Tried to check the leak using valgrind on a 3.12 branch latest master... ==31275== 2,291,328 (313,344 direct, 1,977,984 indirect) bytes in 1,224 blocks are definitely lost in loss record 524 of 530 ==31275== at 0x4C2CB6B: malloc (vg_replace_malloc.c:299) ==31275== by 0x4E888CB: mem_get (mem-pool.c:843) ==31275== by 0x4E8897D: mem_get0 (mem-pool.c:741) ==31275== by 0x12381B30: afr_fsync (afr-common.c:3607) ==31275== by 0x1261201E: dht_fsync (dht-inode-read.c:998) ==31275== by 0x12845F05: wb_fsync_helper (write-behind.c:1978) ==31275== by 0x4E8499C: call_resume_keep_stub (call-stub.c:2582) ==31275== by 0x1284B164: wb_do_winds (write-behind.c:1676) ==31275== by 0x1284B27A: wb_process_queue (write-behind.c:1713) ==31275== by 0x1284B336: wb_fulfill_cbk (write-behind.c:1058) ==31275== by 0x12603DE5: dht_writev_cbk (dht-inode-write.c:119) ==31275== by 0x1234DD20: afr_writev_unwind (afr-inode-write.c:246) ==31275== ==31275== 5,263,980 (719,872 direct, 4,544,108 indirect) bytes in 2,812 blocks are definitely lost in loss record 529 of 530 ==31275== at 0x4C2CB6B: malloc (vg_replace_malloc.c:299) ==31275== by 0x4E888CB: mem_get (mem-pool.c:843) ==31275== by 0x4E8897D: mem_get0 (mem-pool.c:741) ==31275== by 0x1235B93F: afr_changelog_do (afr-transaction.c:1685) ==31275== by 0x1235C9DC: afr_changelog_post_op_now (afr-transaction.c:992) ==31275== by 0x123815C5: afr_fsync_cbk (afr-common.c:3569) ==31275== by 0x120ECFE1: client3_3_fsync_cbk (client-rpc-fops.c:954) ==31275== by 0x513CE7F: rpc_clnt_handle_reply (rpc-clnt.c:778) ==31275== by 0x513D17A: rpc_clnt_notify (rpc-clnt.c:971) ==31275== by 0x5139742: rpc_transport_notify (rpc-transport.c:538) ==31275== by 0x1103AB01: socket_event_poll_in (socket.c:2315) ==31275== by 0x1103CF72: socket_event_handler (socket.c:2467) ------ The script used to reproduce the leak is: python << EOF import os, time with open("/mnt/fuse/tmpfile", "w") as fh: while True: os.lseek(fh.fileno(), 0, os.SEEK_SET) os.write(fh.fileno(), str(time.time()).encode("ascii")) os.fsync(fh) EOF
(In reply to Amar Tumballi from comment #30) > @hari, I see that the leak is definitely present in 3.12.x bits, but I am > not sure why the patch you suggested above (about memcpy) is the reason for > this.

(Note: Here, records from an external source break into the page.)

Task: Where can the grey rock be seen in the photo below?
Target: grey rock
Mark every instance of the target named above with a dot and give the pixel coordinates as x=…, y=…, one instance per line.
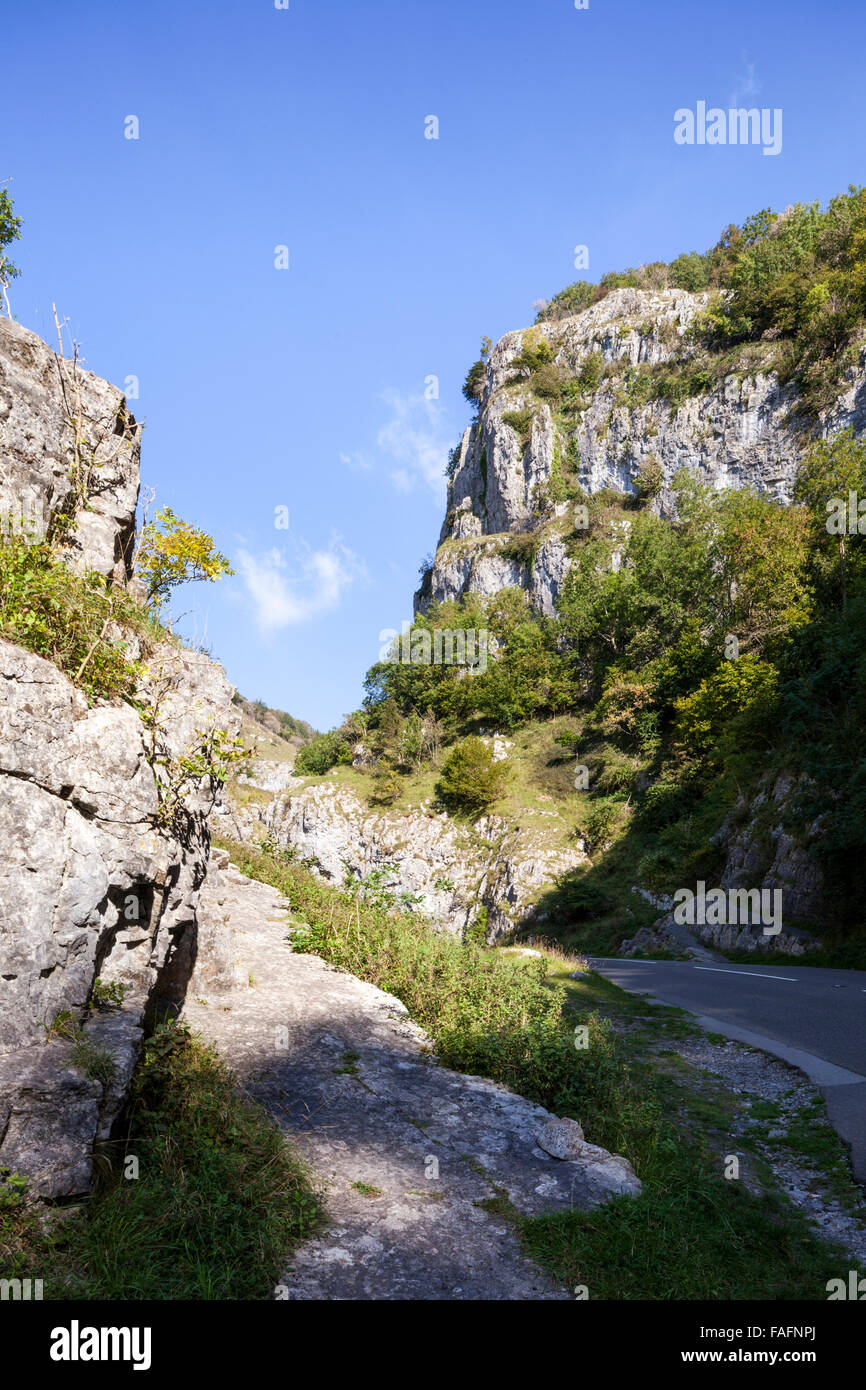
x=562, y=1139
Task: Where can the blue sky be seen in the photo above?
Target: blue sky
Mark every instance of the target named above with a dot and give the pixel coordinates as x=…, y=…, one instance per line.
x=305, y=388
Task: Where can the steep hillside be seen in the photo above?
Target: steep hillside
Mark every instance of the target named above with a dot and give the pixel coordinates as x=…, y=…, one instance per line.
x=113, y=744
x=637, y=563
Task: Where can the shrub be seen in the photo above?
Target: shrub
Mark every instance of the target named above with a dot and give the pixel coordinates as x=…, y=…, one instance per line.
x=174, y=552
x=737, y=699
x=520, y=423
x=470, y=779
x=75, y=622
x=323, y=754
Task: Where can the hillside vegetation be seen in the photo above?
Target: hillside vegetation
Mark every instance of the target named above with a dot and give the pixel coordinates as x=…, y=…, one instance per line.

I removed the lines added by the patch > https://review.gluster.org/#/c/glusterfs/+/16706/. I reverted only that > patch in the branch, and still see the leak. Hi Amar, I came to know that the leak got in with the 3.12 version. Checked the patches that went it 3.12 after 3.8 in this section. while inspecting the patches the above patch does a memcpy for gfid which is a char. It confirms the leak with [protocol/client.gDBv1-client-0 - usage-type gf_common_mt_char memusage] size=311525526 num_allocs=12586886 max_size=311534067 max_num_allocs=12587217 total_allocs=226411352 This portion was fixed with https://review.gluster.org/#/c/20437/ The portion for [protocol/client.gDBv1-client-2 - usage-type gf_common_mt_memdup memusage] size=151042232 num_allocs=12586936 max_size=151042348 max_num_allocs=12587210 total_allocs=159380212 is yet to be identified. This might be the reason for leak still seen without the patch.
Sorry. Just noticed that memcpy doesn't do an malloc. The patch identified was wrong for RCA.

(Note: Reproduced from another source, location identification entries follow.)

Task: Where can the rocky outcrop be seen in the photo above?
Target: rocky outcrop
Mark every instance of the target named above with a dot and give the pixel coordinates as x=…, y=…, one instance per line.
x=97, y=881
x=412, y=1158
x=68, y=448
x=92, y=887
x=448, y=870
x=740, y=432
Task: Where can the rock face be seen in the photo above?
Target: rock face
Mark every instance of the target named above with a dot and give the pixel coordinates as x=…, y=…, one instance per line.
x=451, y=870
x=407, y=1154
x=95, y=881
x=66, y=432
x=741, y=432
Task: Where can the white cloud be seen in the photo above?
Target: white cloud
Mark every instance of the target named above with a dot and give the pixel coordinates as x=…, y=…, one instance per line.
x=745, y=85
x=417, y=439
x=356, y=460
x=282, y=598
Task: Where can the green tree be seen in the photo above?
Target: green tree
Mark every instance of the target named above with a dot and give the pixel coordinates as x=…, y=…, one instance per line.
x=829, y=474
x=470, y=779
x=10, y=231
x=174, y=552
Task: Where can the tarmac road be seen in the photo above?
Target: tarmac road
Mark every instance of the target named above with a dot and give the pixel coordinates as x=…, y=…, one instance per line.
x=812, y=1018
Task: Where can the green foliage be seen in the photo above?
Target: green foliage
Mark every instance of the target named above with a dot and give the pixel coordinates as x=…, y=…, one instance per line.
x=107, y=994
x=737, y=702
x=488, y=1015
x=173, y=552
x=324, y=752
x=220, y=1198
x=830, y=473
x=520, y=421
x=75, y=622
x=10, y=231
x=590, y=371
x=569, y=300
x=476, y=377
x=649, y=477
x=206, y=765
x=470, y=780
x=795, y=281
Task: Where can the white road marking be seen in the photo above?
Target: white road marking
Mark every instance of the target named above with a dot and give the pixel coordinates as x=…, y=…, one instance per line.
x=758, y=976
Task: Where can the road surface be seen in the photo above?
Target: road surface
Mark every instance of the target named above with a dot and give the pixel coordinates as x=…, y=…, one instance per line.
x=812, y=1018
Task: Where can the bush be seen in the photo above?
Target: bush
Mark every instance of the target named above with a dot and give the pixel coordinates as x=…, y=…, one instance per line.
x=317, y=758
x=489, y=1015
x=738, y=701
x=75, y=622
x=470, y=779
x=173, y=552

*** Bug 1615443 has been marked as a duplicate of this bug. ***
Anything new? Can I help with anything? I am getting tired of having to restart my Hypervisor every 6 days due to Gluster using all the Memory....
Hi, this is fixed in 3.12.13 already, with the patch submitted. And also the fix was available in 4.1 series since sometime
OK, Thanks, It seems OVIRT is behind and does not have gluster 3.12.13. I will write there.